Humans fascinate me. Everyone has something interesting about them. It may explain why the introverted me somehow finds a way to chat up a stranger and get their whole family history out in a matter of minutes. Like this one time driving with a friend through Utah. We happened at a gift shop run by a young man. Before you know it, I was deep down his Mormon family history with an army of aunts, uncles, cousins, and juicy details. "But my brother and I are not THAT kind of Mormons," he said. "We don't have multiple wives."
In last week's post on How I feel About 2021, I mentioned a writing experiment with a fellow writer, Ric Leczel. He reminded me of something I wrote on my website. It goes like this:
I get why everyone pushes the idea of self-esteem and feeling good about yourself. People want to feel good. But seriously, no one ever feels good all the time. Those who chase the feeling end up drinking and driving through life inhabited by the illusion of a good time until they crash in a field somewhere nowhere with an empty bank account and ruined relationships.

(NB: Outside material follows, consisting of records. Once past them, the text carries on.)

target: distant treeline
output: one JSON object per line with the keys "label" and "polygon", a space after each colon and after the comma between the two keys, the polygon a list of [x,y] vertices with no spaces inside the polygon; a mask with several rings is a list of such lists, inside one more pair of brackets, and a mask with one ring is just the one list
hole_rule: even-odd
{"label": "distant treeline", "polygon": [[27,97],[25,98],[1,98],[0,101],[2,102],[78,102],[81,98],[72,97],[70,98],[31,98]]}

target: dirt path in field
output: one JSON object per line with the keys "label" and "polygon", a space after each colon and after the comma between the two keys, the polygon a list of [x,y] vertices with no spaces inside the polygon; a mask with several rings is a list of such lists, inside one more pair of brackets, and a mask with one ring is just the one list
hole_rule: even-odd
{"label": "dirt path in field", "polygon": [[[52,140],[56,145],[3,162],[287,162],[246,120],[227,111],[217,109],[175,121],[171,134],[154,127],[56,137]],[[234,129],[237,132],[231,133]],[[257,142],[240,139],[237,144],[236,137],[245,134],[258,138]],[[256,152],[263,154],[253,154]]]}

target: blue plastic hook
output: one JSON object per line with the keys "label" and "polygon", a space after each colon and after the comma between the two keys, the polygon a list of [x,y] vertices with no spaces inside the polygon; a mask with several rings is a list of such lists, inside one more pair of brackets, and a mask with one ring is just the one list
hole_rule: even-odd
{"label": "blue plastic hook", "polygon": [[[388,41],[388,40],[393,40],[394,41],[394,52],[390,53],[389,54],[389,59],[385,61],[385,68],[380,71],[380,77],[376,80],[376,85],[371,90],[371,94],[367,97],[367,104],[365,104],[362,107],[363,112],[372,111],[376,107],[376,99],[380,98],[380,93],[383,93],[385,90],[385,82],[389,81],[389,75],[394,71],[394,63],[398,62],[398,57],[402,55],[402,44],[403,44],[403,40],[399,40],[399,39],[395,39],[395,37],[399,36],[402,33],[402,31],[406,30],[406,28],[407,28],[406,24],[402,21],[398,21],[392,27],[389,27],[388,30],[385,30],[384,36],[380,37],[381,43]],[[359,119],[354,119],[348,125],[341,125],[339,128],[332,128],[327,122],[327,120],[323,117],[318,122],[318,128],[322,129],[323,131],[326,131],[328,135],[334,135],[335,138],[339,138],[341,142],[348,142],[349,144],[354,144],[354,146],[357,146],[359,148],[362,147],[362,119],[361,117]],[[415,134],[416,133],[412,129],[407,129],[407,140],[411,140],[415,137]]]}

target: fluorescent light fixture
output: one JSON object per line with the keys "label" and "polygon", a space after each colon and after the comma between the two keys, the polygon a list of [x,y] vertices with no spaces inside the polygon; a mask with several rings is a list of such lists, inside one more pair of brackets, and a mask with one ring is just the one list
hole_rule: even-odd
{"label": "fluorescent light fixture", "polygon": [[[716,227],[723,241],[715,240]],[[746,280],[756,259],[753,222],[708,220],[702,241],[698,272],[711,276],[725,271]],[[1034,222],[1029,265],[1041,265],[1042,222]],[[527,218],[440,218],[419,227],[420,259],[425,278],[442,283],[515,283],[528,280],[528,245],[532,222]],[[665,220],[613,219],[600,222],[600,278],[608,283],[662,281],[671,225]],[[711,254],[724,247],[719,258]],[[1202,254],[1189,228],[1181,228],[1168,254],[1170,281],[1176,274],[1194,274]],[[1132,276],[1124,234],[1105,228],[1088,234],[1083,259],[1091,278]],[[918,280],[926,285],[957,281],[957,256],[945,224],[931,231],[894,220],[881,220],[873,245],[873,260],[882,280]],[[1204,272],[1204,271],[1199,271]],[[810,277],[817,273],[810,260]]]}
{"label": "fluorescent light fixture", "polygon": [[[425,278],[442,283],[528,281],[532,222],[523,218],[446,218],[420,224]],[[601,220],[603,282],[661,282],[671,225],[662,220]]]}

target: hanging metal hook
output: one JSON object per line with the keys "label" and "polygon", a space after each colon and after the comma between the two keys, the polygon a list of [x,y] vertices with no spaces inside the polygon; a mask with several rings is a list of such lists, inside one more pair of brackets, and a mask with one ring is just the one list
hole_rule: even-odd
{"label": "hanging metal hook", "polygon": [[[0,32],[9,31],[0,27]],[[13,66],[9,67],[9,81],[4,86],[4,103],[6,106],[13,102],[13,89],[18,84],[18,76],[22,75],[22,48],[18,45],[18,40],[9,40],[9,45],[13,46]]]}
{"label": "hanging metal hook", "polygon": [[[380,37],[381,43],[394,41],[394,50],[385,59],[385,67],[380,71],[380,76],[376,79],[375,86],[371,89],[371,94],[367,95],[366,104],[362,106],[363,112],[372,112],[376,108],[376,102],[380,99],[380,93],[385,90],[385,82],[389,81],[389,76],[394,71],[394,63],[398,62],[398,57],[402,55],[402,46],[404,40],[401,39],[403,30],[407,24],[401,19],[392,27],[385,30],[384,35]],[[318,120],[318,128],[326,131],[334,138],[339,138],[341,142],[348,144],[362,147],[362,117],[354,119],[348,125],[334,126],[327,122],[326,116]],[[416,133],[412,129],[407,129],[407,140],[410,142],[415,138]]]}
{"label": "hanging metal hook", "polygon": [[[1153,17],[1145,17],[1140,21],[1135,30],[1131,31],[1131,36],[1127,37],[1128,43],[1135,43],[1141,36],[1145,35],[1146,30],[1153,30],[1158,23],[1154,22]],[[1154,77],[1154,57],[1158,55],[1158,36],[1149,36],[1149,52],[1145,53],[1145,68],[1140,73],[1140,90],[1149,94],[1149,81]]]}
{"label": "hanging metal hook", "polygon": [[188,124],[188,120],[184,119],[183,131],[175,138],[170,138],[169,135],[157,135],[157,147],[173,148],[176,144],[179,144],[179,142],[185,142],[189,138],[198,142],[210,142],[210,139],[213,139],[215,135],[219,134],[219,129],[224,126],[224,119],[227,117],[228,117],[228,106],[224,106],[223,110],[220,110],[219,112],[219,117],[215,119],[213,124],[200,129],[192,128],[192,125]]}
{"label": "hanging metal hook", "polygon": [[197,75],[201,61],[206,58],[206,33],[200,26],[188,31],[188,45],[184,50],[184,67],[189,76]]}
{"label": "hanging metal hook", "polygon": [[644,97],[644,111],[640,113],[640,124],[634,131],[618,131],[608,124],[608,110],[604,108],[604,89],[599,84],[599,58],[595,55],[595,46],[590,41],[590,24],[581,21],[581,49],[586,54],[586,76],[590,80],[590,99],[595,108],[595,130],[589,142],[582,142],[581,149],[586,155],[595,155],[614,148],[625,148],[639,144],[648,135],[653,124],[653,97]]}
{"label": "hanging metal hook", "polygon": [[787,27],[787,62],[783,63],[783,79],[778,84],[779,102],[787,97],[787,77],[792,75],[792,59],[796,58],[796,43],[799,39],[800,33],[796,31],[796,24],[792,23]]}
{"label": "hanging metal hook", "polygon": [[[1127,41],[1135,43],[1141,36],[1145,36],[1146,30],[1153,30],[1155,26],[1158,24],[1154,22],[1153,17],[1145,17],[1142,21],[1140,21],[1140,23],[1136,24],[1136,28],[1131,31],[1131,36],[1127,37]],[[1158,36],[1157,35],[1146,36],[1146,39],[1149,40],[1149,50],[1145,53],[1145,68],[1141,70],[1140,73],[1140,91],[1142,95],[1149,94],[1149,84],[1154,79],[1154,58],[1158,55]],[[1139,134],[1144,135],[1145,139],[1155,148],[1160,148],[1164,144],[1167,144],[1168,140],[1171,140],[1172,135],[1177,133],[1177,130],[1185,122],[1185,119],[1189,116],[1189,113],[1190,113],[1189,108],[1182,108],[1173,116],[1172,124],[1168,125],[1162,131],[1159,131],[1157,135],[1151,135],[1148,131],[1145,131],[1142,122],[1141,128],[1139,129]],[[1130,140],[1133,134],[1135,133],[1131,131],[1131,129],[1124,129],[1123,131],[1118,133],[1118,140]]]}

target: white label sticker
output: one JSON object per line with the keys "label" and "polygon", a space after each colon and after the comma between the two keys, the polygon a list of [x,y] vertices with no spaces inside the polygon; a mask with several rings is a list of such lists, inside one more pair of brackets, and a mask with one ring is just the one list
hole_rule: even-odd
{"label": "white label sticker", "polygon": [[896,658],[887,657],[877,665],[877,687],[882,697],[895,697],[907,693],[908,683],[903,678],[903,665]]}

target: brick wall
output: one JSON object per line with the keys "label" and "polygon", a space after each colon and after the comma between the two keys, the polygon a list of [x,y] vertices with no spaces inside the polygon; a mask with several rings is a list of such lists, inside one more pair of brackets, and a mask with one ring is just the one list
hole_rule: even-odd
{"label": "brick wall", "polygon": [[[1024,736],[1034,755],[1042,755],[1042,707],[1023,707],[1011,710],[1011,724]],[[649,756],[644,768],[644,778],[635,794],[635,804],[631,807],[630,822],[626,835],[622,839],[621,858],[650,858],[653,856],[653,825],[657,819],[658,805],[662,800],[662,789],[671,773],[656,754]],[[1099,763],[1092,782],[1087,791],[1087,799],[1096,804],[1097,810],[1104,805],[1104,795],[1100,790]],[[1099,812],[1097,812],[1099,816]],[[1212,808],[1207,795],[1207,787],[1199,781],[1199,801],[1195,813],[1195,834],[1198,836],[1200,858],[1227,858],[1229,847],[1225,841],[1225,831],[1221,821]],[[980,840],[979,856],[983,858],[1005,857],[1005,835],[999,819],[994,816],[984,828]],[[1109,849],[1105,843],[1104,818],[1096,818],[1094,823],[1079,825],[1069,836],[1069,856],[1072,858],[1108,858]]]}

Ric wrote to tell me that's where he's been many times before and had the pictures to prove it. At present, he was signing divorce papers, going over his prison poems from years ago, and writing his heart out to process it all and then some. Back and forth the planning emails went. I formed a mental picture of a tornado of fears, hopes, confusion, good intentions, dreams, regrets, insecurities, and curiosity. I had a convenient term on hand provided by Ric himself – a Ric-cident. He applied it to the mishaps and incidents in his life.
I went a little further.
If I could put the minds of all Americans in one brain, excluding the top 1% of elite gazillionaires and all career politicians, it would look like a Ric-cident, as the nation thrashes around in a tornado of fears, hopes, confusion, good intentions, dreams, regrets, insecurities, and hopefully, still some curiosity. I am conflicted about those excluded because I am not sure how "people" they are. Mostly they remind me of puppetries and James Bond-style villains with aspirations for world domination.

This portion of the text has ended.